Recovery primitives in place

  • Daily VM boot-disk snapshots, 7-day retention (claim-guard-daily resource policy). Every snapshot is a full, encrypted point-in-time copy of the application code, the on-VM Postgres database, and operational state. See Backups for the schedule, the recovery gcloud compute disks create --source-snapshot procedure, and known gaps.
  • Cloud audit logs at 400-day immutable retention so the configuration history of the project is reconstructable from outside the VM. See Audit logging (cloud).
  • Secrets in Secret Manager so a freshly-rebuilt VM can come up by attaching the same service account and pulling secrets at boot — no out-of-band copy of .env material is required. See Secrets management.
  • Documented rebuild path. The scripts/setup.sh script brings up the local stack idempotently; the cloud equivalent (a documented gcloud compute instances create recipe) is queued (see roadmap).

Known limits of the current setup

  • Single VM, single zone (europe-west1-b). A zonal outage halts the application until the zone returns.
  • Single region for snapshots. All snapshot copies live in europe-west1. A regional outage defers recovery until the region returns.
  • No standby capacity warm. Recovery starts at "create a new VM from a snapshot" — that is non-zero RTO.
  • Postgres on the VM. A disk-level recovery is the same as a database-level recovery. A separate logical-dump backup (e.g., pg_dump to GCS) is a low-cost addition that is not in place.

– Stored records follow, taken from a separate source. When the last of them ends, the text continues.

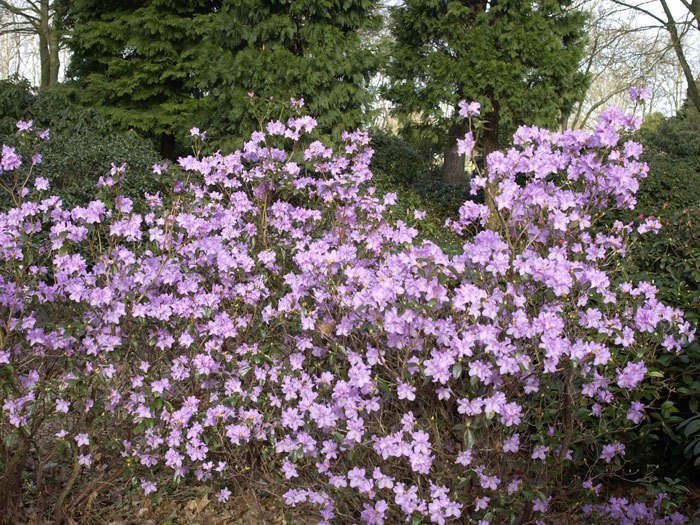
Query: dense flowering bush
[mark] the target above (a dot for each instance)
(266, 317)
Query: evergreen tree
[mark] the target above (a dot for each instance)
(140, 62)
(317, 50)
(518, 58)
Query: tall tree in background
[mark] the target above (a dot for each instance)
(677, 25)
(40, 18)
(311, 49)
(518, 58)
(140, 62)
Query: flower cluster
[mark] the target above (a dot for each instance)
(267, 311)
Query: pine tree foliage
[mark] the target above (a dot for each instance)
(140, 61)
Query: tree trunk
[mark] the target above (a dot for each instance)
(44, 43)
(693, 90)
(45, 61)
(454, 163)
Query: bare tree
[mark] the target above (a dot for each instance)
(35, 18)
(660, 14)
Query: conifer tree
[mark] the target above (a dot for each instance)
(518, 58)
(317, 50)
(140, 62)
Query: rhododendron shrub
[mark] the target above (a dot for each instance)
(269, 321)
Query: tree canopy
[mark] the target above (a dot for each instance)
(518, 59)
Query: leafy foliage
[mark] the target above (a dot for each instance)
(308, 49)
(139, 62)
(518, 59)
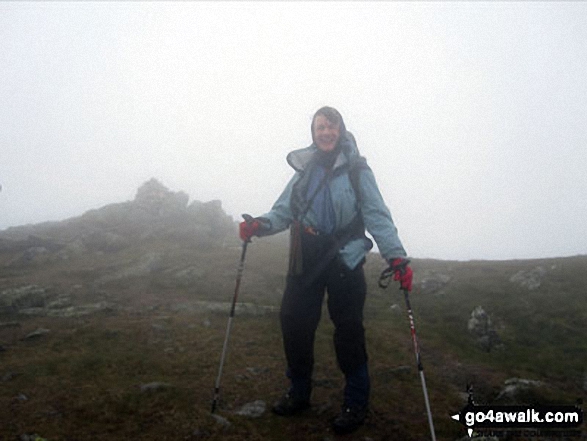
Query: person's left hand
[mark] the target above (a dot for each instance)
(402, 272)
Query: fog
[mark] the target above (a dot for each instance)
(471, 114)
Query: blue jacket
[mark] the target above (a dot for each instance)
(376, 216)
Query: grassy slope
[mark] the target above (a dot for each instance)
(82, 381)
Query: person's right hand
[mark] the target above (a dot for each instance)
(249, 229)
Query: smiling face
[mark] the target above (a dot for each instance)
(326, 133)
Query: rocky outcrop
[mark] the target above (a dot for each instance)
(23, 297)
(156, 213)
(482, 329)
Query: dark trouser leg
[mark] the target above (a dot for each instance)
(347, 290)
(300, 314)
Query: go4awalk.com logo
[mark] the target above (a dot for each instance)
(475, 417)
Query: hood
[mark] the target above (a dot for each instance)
(347, 149)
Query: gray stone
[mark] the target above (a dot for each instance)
(254, 409)
(28, 296)
(154, 386)
(513, 386)
(37, 334)
(221, 420)
(482, 329)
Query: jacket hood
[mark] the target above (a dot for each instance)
(346, 147)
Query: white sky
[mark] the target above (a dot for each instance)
(471, 114)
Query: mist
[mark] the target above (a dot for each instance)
(470, 114)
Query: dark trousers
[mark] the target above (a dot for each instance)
(300, 314)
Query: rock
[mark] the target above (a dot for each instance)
(29, 296)
(37, 334)
(395, 308)
(515, 386)
(254, 409)
(156, 199)
(7, 377)
(529, 279)
(481, 327)
(147, 264)
(221, 420)
(154, 386)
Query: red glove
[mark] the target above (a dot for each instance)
(249, 229)
(402, 273)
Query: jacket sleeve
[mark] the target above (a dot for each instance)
(280, 216)
(377, 218)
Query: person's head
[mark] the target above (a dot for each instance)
(327, 128)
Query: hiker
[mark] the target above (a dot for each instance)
(327, 205)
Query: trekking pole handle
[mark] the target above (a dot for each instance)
(249, 220)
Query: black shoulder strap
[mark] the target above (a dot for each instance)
(357, 164)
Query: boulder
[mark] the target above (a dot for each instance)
(28, 296)
(481, 327)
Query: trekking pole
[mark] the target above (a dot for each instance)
(239, 276)
(386, 274)
(419, 363)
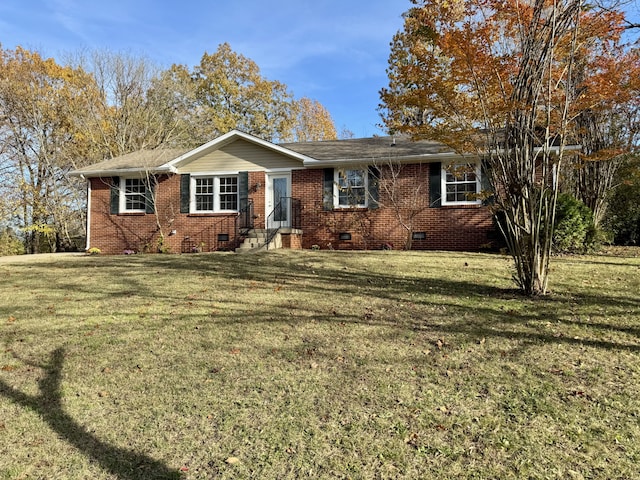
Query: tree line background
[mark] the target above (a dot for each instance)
(60, 116)
(547, 93)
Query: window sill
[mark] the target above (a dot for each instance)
(461, 205)
(213, 214)
(350, 209)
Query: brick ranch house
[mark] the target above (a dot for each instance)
(340, 194)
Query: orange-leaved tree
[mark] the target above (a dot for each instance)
(499, 80)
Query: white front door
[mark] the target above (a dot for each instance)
(278, 200)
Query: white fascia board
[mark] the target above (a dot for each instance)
(122, 172)
(229, 137)
(426, 158)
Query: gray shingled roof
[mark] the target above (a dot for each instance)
(367, 148)
(333, 151)
(141, 160)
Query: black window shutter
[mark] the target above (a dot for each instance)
(115, 195)
(327, 189)
(374, 179)
(485, 184)
(243, 189)
(185, 196)
(150, 194)
(435, 186)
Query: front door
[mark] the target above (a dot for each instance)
(278, 200)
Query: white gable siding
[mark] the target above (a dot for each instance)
(239, 156)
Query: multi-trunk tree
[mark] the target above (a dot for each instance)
(501, 80)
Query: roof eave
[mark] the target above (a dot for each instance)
(226, 139)
(424, 158)
(122, 171)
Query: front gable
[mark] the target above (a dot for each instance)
(237, 156)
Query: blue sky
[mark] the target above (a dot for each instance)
(329, 50)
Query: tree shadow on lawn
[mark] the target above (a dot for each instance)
(124, 464)
(488, 306)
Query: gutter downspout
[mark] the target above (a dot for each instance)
(88, 245)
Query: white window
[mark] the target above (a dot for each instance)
(461, 184)
(350, 188)
(133, 193)
(214, 194)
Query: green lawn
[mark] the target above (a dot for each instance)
(318, 365)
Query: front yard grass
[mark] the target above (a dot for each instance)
(320, 365)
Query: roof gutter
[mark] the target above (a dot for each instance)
(122, 171)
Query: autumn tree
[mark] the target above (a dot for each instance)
(42, 106)
(607, 122)
(136, 105)
(497, 80)
(231, 93)
(313, 122)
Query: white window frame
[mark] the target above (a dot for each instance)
(123, 195)
(337, 188)
(444, 183)
(216, 193)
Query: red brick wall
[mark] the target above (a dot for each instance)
(113, 234)
(447, 228)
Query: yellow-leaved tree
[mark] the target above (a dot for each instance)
(43, 107)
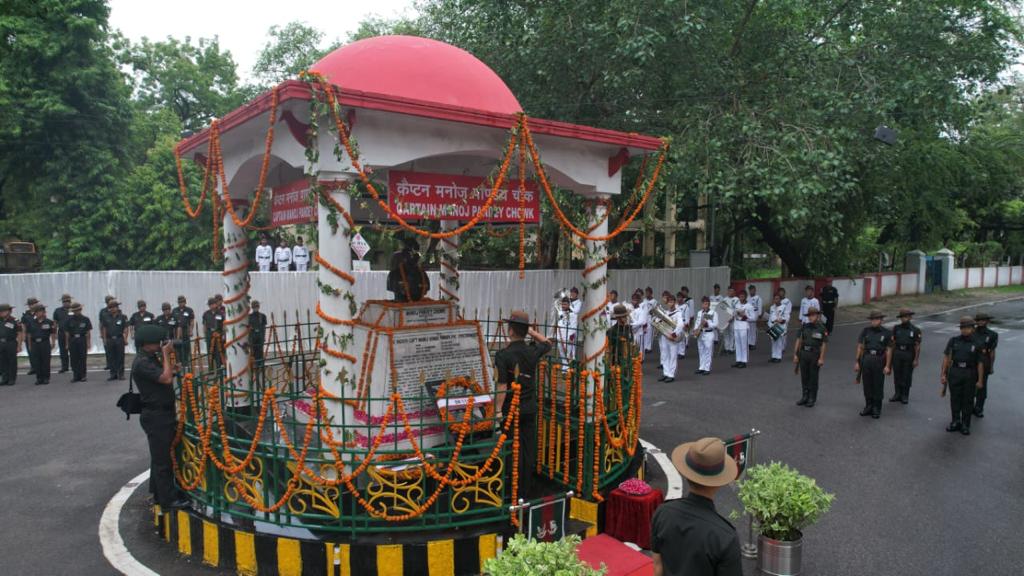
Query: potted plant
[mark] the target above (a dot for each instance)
(530, 558)
(782, 502)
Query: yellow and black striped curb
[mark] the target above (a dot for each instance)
(226, 546)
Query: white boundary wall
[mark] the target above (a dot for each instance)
(291, 291)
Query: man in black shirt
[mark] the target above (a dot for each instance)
(875, 357)
(112, 329)
(688, 537)
(963, 371)
(517, 363)
(42, 336)
(186, 325)
(11, 336)
(988, 339)
(60, 319)
(79, 334)
(154, 374)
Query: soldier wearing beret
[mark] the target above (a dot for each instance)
(963, 372)
(28, 318)
(60, 318)
(988, 339)
(112, 328)
(809, 356)
(11, 335)
(875, 357)
(154, 373)
(42, 336)
(79, 335)
(906, 352)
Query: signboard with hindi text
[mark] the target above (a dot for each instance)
(450, 197)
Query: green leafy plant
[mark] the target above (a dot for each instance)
(782, 500)
(529, 558)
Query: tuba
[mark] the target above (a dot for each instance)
(662, 322)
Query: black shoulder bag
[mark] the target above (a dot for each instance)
(130, 402)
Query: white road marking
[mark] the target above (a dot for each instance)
(675, 479)
(110, 535)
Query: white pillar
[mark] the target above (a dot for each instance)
(595, 286)
(236, 292)
(449, 289)
(338, 306)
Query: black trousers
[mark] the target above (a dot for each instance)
(527, 453)
(872, 378)
(159, 426)
(62, 347)
(829, 313)
(8, 362)
(116, 356)
(982, 395)
(809, 372)
(962, 388)
(40, 354)
(76, 357)
(903, 371)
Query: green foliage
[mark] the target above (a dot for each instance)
(529, 558)
(782, 500)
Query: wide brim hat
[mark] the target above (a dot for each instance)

What we have not defined yet

  • Recovery Time Objective (RTO). No written target.
  • Recovery Point Objective (RPO). Bounded by snapshot interval (24 hours) and snapshot retention (7 days), but no per-data-class RPO target is recorded.
  • Named recovery roles. Today the founder pair handles recovery the same way they handle Incident response; no separate "BC coordinator" role is named.
  • Tabletop / drill cadence. No drill has been run end-to-end.

Out of scope

  • Office / endpoint continuity is out of scope for this page; ClaimGuard is a cloud-hosted application without a physical office whose loss would interrupt operations.
  • Customer-side continuity (e.g., a customer's ability to continue operations if ClaimGuard is down) is the customer's concern, addressed in their integration design — outside the scope of this page.

Status

partial — verified 2026-04-29.

What's in place:

  • Daily encrypted snapshots with documented restore procedure.
  • 400-day immutable audit log so configuration history is independent of the running VM.
  • Secrets in Secret Manager so a rebuilt VM is self-bootstrapping.
  • A small enough operational footprint that recovery is genuinely feasible by a single founder following a written runbook.

Known gaps

  • No written RTO/RPO targets. This is the single biggest gap.
  • No multi-region or multi-zone redundancy. A single zonal outage is a service interruption.
  • No dedicated database backup beyond disk snapshots (no pg_dump to GCS).
  • No documented "rebuild a fresh VM from scratch" runbook. The pieces are documented across the trust portal and the hardening log; the connecting walkthrough does not yet exist as one artifact.
  • No drill. The procedure is documented but not validated by exercise.

Roadmap

  • RTO/RPO definition — write down per-data-class targets (probably: "best-effort, ≤24h RPO, ≤24h RTO" at current scale and customer set). Before SOC 2 fieldwork.
  • End-to-end DR runbook — combine Backups, Secrets management, and the rebuild instructions into a single "if the VM is gone, do these steps" walkthrough.
  • Tabletop / restore drill at least once before SOC 2 fieldwork. First drill should validate both the snapshot restore and the Secret Manager bootstrap of a fresh VM.
  • pg_dump to a separate GCS bucket on a daily cadence so per-row recovery is possible without a full disk restore.
  • Cross-region snapshot copy — see Backups roadmap.
  • Postgres → Cloud SQL with point-in-time recovery (plan step A2.3) — collapses the BC story for the database to "Cloud SQL guarantees PITR within retention window."